Title: Contracting Out the Fiduciary Duty of Loyalty: An Empirical Analysis of Corporate Opportunity Waivers
Date: December 7, 2016
Speaker: Eric Talley, Columbia University
About Eric Talley:
Eric Talley is the Isidor and Seville Sulzbacher Professor of Law at Columbia Law School, New York. He is an expert in the intersection of corporate law, governance, and finance, and he teaches a variety of courses that include corporate law, mergers and acquisitions, contract and commercial law, microeconomics, corporate finance, securities regulation, quantitative methods, game theory, and economic analysis of law. Talley has held permanent or visiting appointments at the University of California, Berkeley, University of Southern California, Caltech, University of Chicago; Harvard University; Georgetown University, RAND Graduate School; and Stanford University. He serves on the boards of the American Law and Economics Association (ALEA), as well the Society for Empirical Legal Studies, and was the society’s co-president in 2013–2014. Talley is a frequent commentator in the national media, and he speaks regularly to corporate boards and regulators on issues pertaining to fiduciary duties, governance, and finance. Talley holds a J.D. from Stanford University, where he was the articles editor for the Stanford Law Review; a Ph.D. in economics from Stanford University; and a B.A. degree from the University of California, San Diego.

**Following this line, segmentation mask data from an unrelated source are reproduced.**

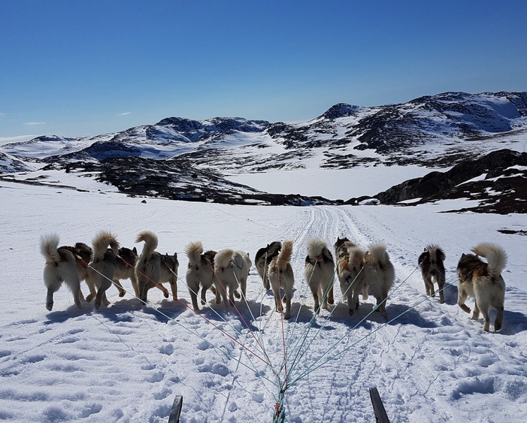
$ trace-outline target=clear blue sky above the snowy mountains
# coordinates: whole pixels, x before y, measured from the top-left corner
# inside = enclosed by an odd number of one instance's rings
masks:
[[[2,0],[0,141],[526,91],[526,22],[525,0]]]

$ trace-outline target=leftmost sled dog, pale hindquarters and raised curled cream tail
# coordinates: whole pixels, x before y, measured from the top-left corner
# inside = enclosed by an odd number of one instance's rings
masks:
[[[80,309],[80,300],[84,300],[80,290],[80,281],[87,280],[87,263],[90,262],[92,249],[83,243],[75,247],[59,247],[59,235],[52,233],[40,237],[40,251],[46,259],[44,265],[44,286],[47,288],[46,308],[53,309],[53,294],[62,283],[71,290],[73,301]]]

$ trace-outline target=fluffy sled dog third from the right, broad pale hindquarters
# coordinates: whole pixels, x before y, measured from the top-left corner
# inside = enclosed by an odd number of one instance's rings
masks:
[[[365,286],[368,286],[370,293],[377,300],[377,311],[387,320],[386,300],[394,283],[395,269],[386,247],[382,244],[370,245],[363,258],[363,267],[359,278],[363,278]]]

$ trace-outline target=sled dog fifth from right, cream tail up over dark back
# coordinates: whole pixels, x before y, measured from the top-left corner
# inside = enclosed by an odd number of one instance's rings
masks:
[[[328,303],[333,304],[334,270],[333,256],[325,241],[318,238],[310,240],[308,255],[305,257],[304,277],[313,294],[315,312],[320,308],[320,302],[325,309]]]

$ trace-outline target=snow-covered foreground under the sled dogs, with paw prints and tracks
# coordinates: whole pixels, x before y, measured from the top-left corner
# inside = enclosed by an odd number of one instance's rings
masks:
[[[272,422],[274,372],[284,381],[285,343],[291,382],[284,394],[286,422],[373,422],[372,386],[392,423],[525,422],[526,239],[498,232],[526,231],[525,215],[440,213],[461,208],[451,202],[302,208],[153,199],[144,204],[86,188],[1,183],[0,419],[166,422],[174,396],[182,395],[183,423]],[[141,307],[133,295],[119,298],[111,287],[109,307],[95,311],[83,303],[79,311],[63,287],[47,312],[40,235],[56,232],[61,245],[72,245],[90,243],[101,229],[116,233],[126,247],[135,245],[140,231],[155,231],[160,252],[178,252],[179,300],[150,290],[148,307]],[[370,314],[370,296],[353,317],[339,304],[329,319],[322,310],[308,329],[313,299],[303,280],[306,245],[313,237],[333,245],[339,235],[363,246],[387,245],[396,269],[388,324],[379,313]],[[296,292],[284,334],[254,267],[248,305],[236,303],[241,315],[215,305],[212,294],[202,314],[188,308],[183,250],[190,241],[201,240],[205,249],[245,250],[254,258],[267,243],[288,239]],[[497,333],[483,332],[483,321],[471,321],[456,305],[457,261],[482,241],[502,245],[509,255],[504,326]],[[454,284],[442,305],[437,297],[425,297],[417,269],[428,243],[444,248],[447,282]],[[123,286],[131,290],[130,281]],[[335,297],[340,298],[338,284]]]

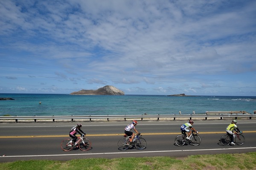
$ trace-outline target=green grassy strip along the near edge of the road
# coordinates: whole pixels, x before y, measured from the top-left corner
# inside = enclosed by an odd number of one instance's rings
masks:
[[[256,152],[195,155],[186,158],[30,160],[0,163],[0,170],[256,170]]]

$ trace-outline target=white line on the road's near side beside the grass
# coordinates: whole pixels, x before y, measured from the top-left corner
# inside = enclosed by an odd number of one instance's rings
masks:
[[[77,153],[77,154],[58,154],[58,155],[17,155],[17,156],[0,156],[0,158],[11,157],[40,157],[40,156],[81,156],[81,155],[106,155],[106,154],[134,154],[134,153],[163,153],[163,152],[194,152],[208,150],[238,150],[238,149],[256,149],[256,147],[240,147],[240,148],[221,148],[221,149],[198,149],[198,150],[160,150],[160,151],[140,151],[140,152],[109,152],[109,153]]]

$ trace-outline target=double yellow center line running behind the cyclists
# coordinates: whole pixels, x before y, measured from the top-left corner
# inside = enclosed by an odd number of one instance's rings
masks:
[[[198,134],[217,134],[217,133],[223,133],[225,132],[199,132]],[[243,133],[256,133],[256,130],[252,131],[243,131]],[[180,132],[174,132],[174,133],[142,133],[142,135],[178,135],[181,134]],[[122,134],[88,134],[86,136],[123,136]],[[70,137],[68,135],[37,135],[37,136],[0,136],[0,138],[53,138],[53,137]]]

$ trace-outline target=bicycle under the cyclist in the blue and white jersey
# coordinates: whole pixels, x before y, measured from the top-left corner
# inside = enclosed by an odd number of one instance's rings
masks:
[[[198,146],[201,143],[201,137],[198,135],[197,132],[192,130],[192,133],[189,136],[190,139],[186,139],[186,133],[185,132],[181,132],[181,133],[182,133],[182,135],[178,135],[175,138],[175,143],[178,146],[183,146],[185,143],[188,144],[189,142],[194,146]]]

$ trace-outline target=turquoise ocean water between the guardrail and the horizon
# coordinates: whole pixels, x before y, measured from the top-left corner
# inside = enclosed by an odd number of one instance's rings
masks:
[[[256,110],[256,96],[0,94],[0,116],[196,114]],[[41,105],[39,102],[41,101]]]

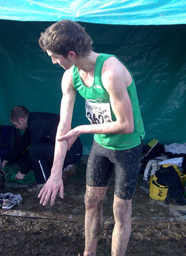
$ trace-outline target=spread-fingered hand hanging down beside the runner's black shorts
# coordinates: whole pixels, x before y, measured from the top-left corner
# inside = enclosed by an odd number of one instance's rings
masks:
[[[60,192],[60,198],[64,198],[64,182],[62,181],[61,177],[52,177],[50,176],[48,181],[46,182],[45,186],[43,186],[42,190],[40,191],[38,198],[41,198],[40,203],[45,206],[50,199],[50,206],[54,205],[56,200],[56,195]]]

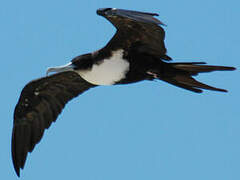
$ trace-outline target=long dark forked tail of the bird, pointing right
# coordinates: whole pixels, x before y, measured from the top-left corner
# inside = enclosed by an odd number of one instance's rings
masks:
[[[234,67],[204,65],[204,62],[165,63],[158,78],[175,86],[201,93],[202,89],[227,92],[225,89],[209,86],[195,80],[192,76],[211,71],[232,71]],[[156,73],[156,72],[154,72]]]

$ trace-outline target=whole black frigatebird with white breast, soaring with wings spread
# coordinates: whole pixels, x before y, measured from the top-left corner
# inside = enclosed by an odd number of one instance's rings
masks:
[[[21,92],[12,131],[12,161],[18,176],[27,154],[56,121],[65,104],[90,88],[157,79],[195,93],[203,89],[227,92],[193,76],[231,71],[234,67],[170,62],[164,44],[164,24],[154,17],[158,14],[116,8],[98,9],[97,14],[117,29],[107,45],[77,56],[64,66],[49,68],[47,74],[55,73],[29,82]]]

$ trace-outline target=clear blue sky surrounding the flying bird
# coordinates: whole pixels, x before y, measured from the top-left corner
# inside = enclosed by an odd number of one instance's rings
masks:
[[[0,3],[0,179],[17,179],[10,141],[24,85],[46,68],[104,46],[115,29],[95,11],[159,13],[168,55],[239,67],[237,0],[41,0]],[[229,93],[164,82],[98,87],[71,101],[28,156],[21,179],[239,180],[239,71],[199,80]]]

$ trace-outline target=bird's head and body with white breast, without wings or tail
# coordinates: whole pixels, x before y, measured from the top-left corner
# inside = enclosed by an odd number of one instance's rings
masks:
[[[140,55],[139,57],[136,55],[129,57],[127,55],[128,52],[123,49],[111,51],[109,54],[109,56],[101,59],[99,58],[99,56],[102,56],[101,50],[99,50],[94,53],[78,56],[71,63],[61,68],[69,70],[69,67],[71,67],[84,80],[94,85],[127,84],[153,79],[147,72],[151,69],[151,66],[154,66],[151,61],[145,61]],[[93,59],[99,60],[94,61]],[[83,61],[94,63],[86,68]],[[56,67],[53,69],[55,70]],[[49,72],[51,72],[51,68]]]

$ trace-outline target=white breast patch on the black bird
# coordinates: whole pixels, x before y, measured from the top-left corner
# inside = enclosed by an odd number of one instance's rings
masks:
[[[125,78],[129,70],[129,62],[123,58],[123,50],[112,52],[112,56],[104,59],[99,64],[94,64],[92,69],[78,70],[79,75],[86,81],[95,85],[112,85]]]

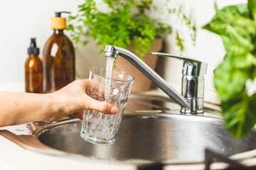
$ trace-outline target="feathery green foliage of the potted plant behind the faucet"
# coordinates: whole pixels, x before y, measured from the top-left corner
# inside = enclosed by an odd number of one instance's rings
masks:
[[[99,2],[99,1],[97,1]],[[70,16],[68,30],[75,42],[82,40],[83,35],[90,35],[97,40],[97,45],[104,49],[105,45],[116,45],[127,48],[132,45],[140,57],[148,52],[149,47],[157,36],[171,34],[172,29],[168,23],[159,18],[152,17],[152,12],[158,9],[152,0],[102,0],[99,3],[107,4],[108,12],[100,11],[95,0],[85,0],[78,6],[76,16]],[[166,0],[164,8],[169,14],[176,14],[191,30],[191,38],[195,41],[196,27],[186,17],[181,6],[169,8]],[[176,30],[176,44],[183,51],[183,39]]]

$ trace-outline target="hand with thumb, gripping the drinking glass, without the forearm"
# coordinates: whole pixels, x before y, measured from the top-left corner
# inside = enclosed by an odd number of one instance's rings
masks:
[[[87,109],[100,111],[105,114],[116,114],[118,112],[116,107],[103,101],[97,101],[86,94],[86,89],[91,88],[92,81],[93,80],[90,79],[75,80],[63,87],[63,89],[50,94],[58,101],[57,107],[61,107],[57,109],[58,112],[56,114],[49,115],[47,120],[59,120],[70,114],[82,119],[82,111]],[[95,86],[95,84],[93,86]],[[94,90],[102,90],[102,86],[99,84]]]

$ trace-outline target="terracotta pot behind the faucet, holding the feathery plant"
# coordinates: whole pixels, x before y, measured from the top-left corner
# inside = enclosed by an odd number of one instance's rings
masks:
[[[149,52],[159,52],[162,49],[162,45],[163,39],[156,39],[154,44],[151,45]],[[127,50],[137,55],[132,47],[128,47]],[[151,69],[155,69],[158,57],[156,55],[151,55],[149,52],[143,57],[143,61],[148,64]],[[127,60],[124,60],[124,58],[118,57],[116,60],[116,68],[132,74],[132,76],[135,78],[134,85],[132,86],[132,92],[147,91],[150,89],[151,81],[145,77],[144,74],[139,72],[136,67],[130,64]]]

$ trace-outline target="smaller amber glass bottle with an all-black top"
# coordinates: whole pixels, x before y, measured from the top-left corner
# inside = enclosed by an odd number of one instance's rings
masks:
[[[38,57],[39,48],[36,38],[31,38],[28,58],[25,62],[25,90],[31,93],[43,93],[43,64]]]

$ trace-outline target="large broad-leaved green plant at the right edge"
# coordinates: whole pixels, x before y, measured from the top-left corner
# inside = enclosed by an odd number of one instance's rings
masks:
[[[227,6],[203,28],[223,40],[225,57],[214,70],[225,126],[237,138],[245,137],[256,123],[256,93],[246,85],[256,77],[256,1]]]

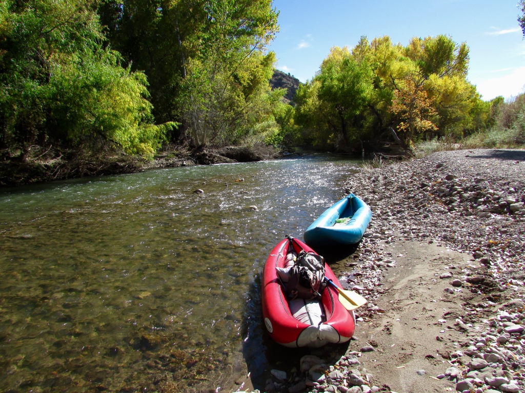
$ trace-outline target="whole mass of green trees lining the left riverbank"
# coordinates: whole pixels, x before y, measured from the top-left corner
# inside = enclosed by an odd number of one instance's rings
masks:
[[[268,84],[277,15],[271,0],[3,0],[0,181],[264,142],[286,106]]]

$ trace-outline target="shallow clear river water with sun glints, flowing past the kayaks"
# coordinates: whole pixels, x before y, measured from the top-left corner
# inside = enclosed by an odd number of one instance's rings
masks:
[[[246,369],[256,380],[275,351],[262,265],[357,170],[313,155],[2,190],[0,390],[215,391]]]

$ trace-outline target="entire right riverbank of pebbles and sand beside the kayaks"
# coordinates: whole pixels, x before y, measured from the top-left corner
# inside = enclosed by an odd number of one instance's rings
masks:
[[[315,352],[326,373],[298,364],[264,391],[523,391],[524,179],[525,151],[497,149],[352,176],[345,192],[373,211],[358,250],[335,264],[369,300],[354,340],[344,355]]]

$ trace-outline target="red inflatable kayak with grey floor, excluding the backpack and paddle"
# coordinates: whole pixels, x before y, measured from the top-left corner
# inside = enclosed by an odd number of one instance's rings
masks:
[[[296,238],[284,239],[271,251],[262,271],[262,316],[270,337],[287,347],[320,347],[350,340],[354,314],[339,302],[336,289],[324,288],[321,300],[288,300],[277,268],[293,263],[293,256],[301,250],[313,251]],[[341,288],[328,265],[324,275]]]

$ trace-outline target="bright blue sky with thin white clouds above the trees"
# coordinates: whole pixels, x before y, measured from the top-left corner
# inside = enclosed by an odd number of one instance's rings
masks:
[[[449,35],[470,48],[468,80],[482,99],[525,92],[525,41],[518,0],[274,0],[280,31],[271,43],[276,68],[312,79],[333,46],[384,35],[406,46]]]

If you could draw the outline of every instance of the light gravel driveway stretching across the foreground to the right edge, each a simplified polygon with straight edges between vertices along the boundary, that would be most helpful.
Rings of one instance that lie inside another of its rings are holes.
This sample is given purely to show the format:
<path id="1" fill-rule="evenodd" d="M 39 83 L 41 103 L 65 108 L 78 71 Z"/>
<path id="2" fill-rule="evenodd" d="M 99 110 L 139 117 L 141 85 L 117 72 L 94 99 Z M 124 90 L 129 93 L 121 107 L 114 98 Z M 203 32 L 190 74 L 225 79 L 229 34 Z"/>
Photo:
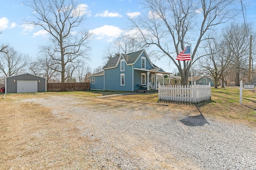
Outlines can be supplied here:
<path id="1" fill-rule="evenodd" d="M 90 169 L 256 169 L 255 127 L 207 118 L 200 111 L 186 116 L 166 106 L 94 100 L 100 103 L 72 95 L 21 102 L 50 107 L 56 119 L 66 118 L 81 137 L 94 141 L 84 156 L 94 160 Z M 78 162 L 71 169 L 82 168 Z"/>

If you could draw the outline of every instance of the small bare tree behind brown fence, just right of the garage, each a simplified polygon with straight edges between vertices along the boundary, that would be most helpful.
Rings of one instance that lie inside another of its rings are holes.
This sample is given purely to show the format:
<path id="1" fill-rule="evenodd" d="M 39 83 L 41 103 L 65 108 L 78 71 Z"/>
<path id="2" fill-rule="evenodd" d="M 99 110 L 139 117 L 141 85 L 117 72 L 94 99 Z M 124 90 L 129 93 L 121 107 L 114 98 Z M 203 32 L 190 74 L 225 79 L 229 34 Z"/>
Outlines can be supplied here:
<path id="1" fill-rule="evenodd" d="M 60 65 L 56 64 L 49 55 L 44 53 L 30 63 L 29 68 L 35 75 L 42 76 L 46 78 L 46 82 L 49 82 L 50 79 L 57 77 L 58 72 L 56 70 L 60 69 Z"/>

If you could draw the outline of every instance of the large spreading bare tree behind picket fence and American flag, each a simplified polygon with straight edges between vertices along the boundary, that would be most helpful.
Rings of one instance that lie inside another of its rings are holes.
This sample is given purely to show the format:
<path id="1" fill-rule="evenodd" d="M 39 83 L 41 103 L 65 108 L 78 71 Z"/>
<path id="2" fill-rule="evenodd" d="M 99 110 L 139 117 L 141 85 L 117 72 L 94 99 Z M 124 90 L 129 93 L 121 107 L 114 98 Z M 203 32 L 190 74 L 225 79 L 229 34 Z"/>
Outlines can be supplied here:
<path id="1" fill-rule="evenodd" d="M 191 61 L 177 61 L 178 53 L 193 43 L 191 60 L 202 41 L 210 39 L 206 33 L 238 14 L 236 0 L 144 0 L 148 14 L 130 18 L 144 40 L 145 47 L 158 47 L 158 59 L 168 56 L 181 74 L 181 83 L 187 84 Z"/>

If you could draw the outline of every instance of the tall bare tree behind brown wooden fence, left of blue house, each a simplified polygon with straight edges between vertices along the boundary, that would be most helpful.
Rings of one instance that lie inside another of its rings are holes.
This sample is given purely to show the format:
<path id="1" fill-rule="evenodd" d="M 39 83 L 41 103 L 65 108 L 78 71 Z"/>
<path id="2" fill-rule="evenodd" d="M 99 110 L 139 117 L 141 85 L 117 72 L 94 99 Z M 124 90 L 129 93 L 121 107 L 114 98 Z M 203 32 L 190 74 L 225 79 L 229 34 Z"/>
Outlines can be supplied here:
<path id="1" fill-rule="evenodd" d="M 89 59 L 88 41 L 91 34 L 86 30 L 76 32 L 85 19 L 85 9 L 74 0 L 30 0 L 25 4 L 34 11 L 36 21 L 26 23 L 42 27 L 50 34 L 50 45 L 43 46 L 52 60 L 61 66 L 61 82 L 65 82 L 65 67 L 79 57 Z M 76 33 L 74 33 L 76 32 Z"/>

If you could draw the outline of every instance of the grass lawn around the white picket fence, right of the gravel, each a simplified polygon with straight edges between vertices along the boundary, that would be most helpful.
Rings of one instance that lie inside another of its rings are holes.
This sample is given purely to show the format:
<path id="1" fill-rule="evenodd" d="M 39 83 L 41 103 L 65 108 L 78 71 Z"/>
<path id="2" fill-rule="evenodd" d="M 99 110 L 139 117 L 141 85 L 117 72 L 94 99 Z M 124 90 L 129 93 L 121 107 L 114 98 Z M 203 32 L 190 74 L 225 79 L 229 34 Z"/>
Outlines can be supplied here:
<path id="1" fill-rule="evenodd" d="M 202 114 L 219 118 L 228 118 L 235 121 L 246 121 L 256 125 L 256 91 L 243 90 L 242 104 L 240 105 L 240 90 L 237 87 L 228 88 L 212 88 L 212 100 L 198 103 L 177 103 L 158 101 L 158 93 L 144 93 L 127 96 L 116 96 L 111 99 L 150 102 L 150 103 L 166 103 L 170 107 L 182 107 L 189 109 L 188 106 L 195 106 Z M 176 105 L 179 106 L 176 106 Z M 186 107 L 187 106 L 187 107 Z"/>

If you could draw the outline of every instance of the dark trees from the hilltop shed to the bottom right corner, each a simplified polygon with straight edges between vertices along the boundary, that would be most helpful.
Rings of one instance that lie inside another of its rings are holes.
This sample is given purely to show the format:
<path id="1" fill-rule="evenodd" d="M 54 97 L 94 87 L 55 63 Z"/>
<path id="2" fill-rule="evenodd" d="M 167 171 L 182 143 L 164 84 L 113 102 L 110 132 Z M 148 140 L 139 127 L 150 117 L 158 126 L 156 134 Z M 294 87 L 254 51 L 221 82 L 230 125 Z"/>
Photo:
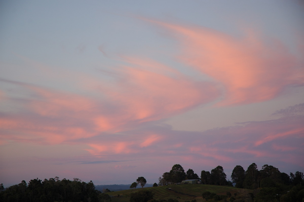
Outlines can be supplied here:
<path id="1" fill-rule="evenodd" d="M 244 196 L 237 196 L 238 199 L 234 198 L 236 196 L 230 197 L 230 201 L 304 201 L 304 174 L 299 171 L 288 175 L 281 173 L 278 168 L 267 164 L 262 166 L 261 170 L 258 170 L 257 165 L 252 163 L 246 171 L 242 166 L 235 166 L 231 174 L 232 181 L 227 181 L 226 177 L 222 166 L 217 166 L 211 172 L 202 170 L 201 178 L 199 178 L 192 169 L 185 173 L 181 165 L 175 164 L 170 172 L 166 172 L 162 177 L 159 177 L 158 185 L 176 184 L 182 180 L 195 179 L 201 180 L 202 184 L 210 185 L 232 186 L 233 183 L 236 183 L 235 187 L 237 188 L 253 191 Z M 208 197 L 211 196 L 209 195 Z M 216 195 L 214 197 L 218 198 Z M 215 198 L 213 200 L 217 201 Z"/>

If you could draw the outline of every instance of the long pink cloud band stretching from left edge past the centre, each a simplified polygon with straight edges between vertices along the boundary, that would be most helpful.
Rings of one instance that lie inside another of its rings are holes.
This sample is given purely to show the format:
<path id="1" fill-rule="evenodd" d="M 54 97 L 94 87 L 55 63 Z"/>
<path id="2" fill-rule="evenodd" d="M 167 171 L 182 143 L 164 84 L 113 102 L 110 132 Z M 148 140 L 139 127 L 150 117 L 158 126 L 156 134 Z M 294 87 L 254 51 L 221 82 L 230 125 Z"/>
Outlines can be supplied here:
<path id="1" fill-rule="evenodd" d="M 114 80 L 95 83 L 90 89 L 91 96 L 2 79 L 12 88 L 27 92 L 25 99 L 15 101 L 16 106 L 24 106 L 24 113 L 4 114 L 2 128 L 10 131 L 10 139 L 15 141 L 58 144 L 103 132 L 122 132 L 145 122 L 169 118 L 213 101 L 219 95 L 211 82 L 192 81 L 157 61 L 127 56 L 123 61 L 127 65 L 117 68 L 112 74 Z M 35 64 L 39 68 L 39 63 Z M 42 68 L 48 71 L 49 67 Z M 8 100 L 13 99 L 11 94 L 4 95 Z M 156 141 L 152 139 L 146 139 L 142 147 Z M 115 145 L 116 153 L 120 153 L 127 143 Z"/>

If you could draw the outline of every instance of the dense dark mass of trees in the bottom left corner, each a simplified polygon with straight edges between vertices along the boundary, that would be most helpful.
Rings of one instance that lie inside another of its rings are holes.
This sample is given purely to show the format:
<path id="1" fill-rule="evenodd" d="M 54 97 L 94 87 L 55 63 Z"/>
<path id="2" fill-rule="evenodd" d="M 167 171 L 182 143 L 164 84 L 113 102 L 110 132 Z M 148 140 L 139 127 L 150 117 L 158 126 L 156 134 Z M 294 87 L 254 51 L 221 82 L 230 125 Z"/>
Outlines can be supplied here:
<path id="1" fill-rule="evenodd" d="M 58 177 L 49 180 L 24 180 L 20 184 L 8 187 L 0 192 L 0 201 L 6 202 L 53 202 L 53 201 L 98 201 L 98 191 L 92 181 L 82 182 L 74 178 L 59 180 Z"/>

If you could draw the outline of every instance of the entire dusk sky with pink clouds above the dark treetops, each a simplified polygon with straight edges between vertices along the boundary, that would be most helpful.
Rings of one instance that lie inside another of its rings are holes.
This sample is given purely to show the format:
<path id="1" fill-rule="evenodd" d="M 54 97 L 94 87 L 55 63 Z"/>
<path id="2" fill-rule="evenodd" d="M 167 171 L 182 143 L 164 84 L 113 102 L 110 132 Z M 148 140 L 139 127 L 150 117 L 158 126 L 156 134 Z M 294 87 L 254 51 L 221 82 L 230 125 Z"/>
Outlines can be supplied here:
<path id="1" fill-rule="evenodd" d="M 1 1 L 0 183 L 304 172 L 304 3 Z"/>

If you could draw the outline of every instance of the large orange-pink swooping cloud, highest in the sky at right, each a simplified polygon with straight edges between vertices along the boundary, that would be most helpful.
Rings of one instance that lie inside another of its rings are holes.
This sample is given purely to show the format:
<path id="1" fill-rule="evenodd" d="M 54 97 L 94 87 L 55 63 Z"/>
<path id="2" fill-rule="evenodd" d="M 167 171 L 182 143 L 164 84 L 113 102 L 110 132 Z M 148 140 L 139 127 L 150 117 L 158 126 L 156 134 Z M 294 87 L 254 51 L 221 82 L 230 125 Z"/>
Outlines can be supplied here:
<path id="1" fill-rule="evenodd" d="M 237 38 L 205 27 L 143 20 L 178 34 L 178 59 L 223 84 L 225 99 L 219 105 L 266 101 L 287 85 L 303 84 L 303 69 L 278 40 L 266 44 L 250 31 Z"/>

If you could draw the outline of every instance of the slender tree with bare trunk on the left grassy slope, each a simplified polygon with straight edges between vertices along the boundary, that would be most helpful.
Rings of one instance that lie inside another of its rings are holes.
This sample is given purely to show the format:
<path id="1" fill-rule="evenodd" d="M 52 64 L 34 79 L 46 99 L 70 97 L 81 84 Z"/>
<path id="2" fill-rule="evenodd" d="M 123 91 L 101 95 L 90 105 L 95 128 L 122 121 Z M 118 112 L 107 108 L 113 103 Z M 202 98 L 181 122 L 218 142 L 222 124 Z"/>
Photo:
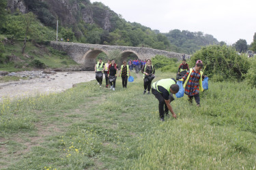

For centuries, the duty of loyalty has been the hallowed centerpiece of fiduciary obligation, widely considered one of the few “mandatory” rules of corporate law. That view, however, is no longer true. Beginning in 2000, Delaware dramatically departed from tradition by granting incorporated entities a statutory right to waive a crucial part of the duty of loyalty: the corporate opportunities doctrine. Other states have since followed Delaware’s lead, similarly permitting firms to execute “corporate opportunity waivers.” Surprisingly, more than fifteen years into this reform experiment, no empirical study has attempted to measure either the corporate response to these reforms, or to evaluate the implications of that response.
This Article presents the first broad empirical investigation of the area. Contrary to conventional wisdom, we find that hundreds of public corporations have adopted waivers – often with capacious scope and reach. We thus establish a central empirical fact that is an important baseline for further discussion: public corporations have an enormous appetite for contracting out of the duty of loyalty when freed to do so. Our analysis further sheds light on the high-stakes normative debate around the relationship between fiduciary principles and freedom of contract. What types of corporations choose to contract around default rules? When they do so, do such measures tend to bolster or thwart shareholder welfare? We develop an efficient contracting approach to explain why corporations – and their shareholders – might favor tailoring the duty of loyalty, and provide empirical evidence that Delaware’s experiment has generally been a success.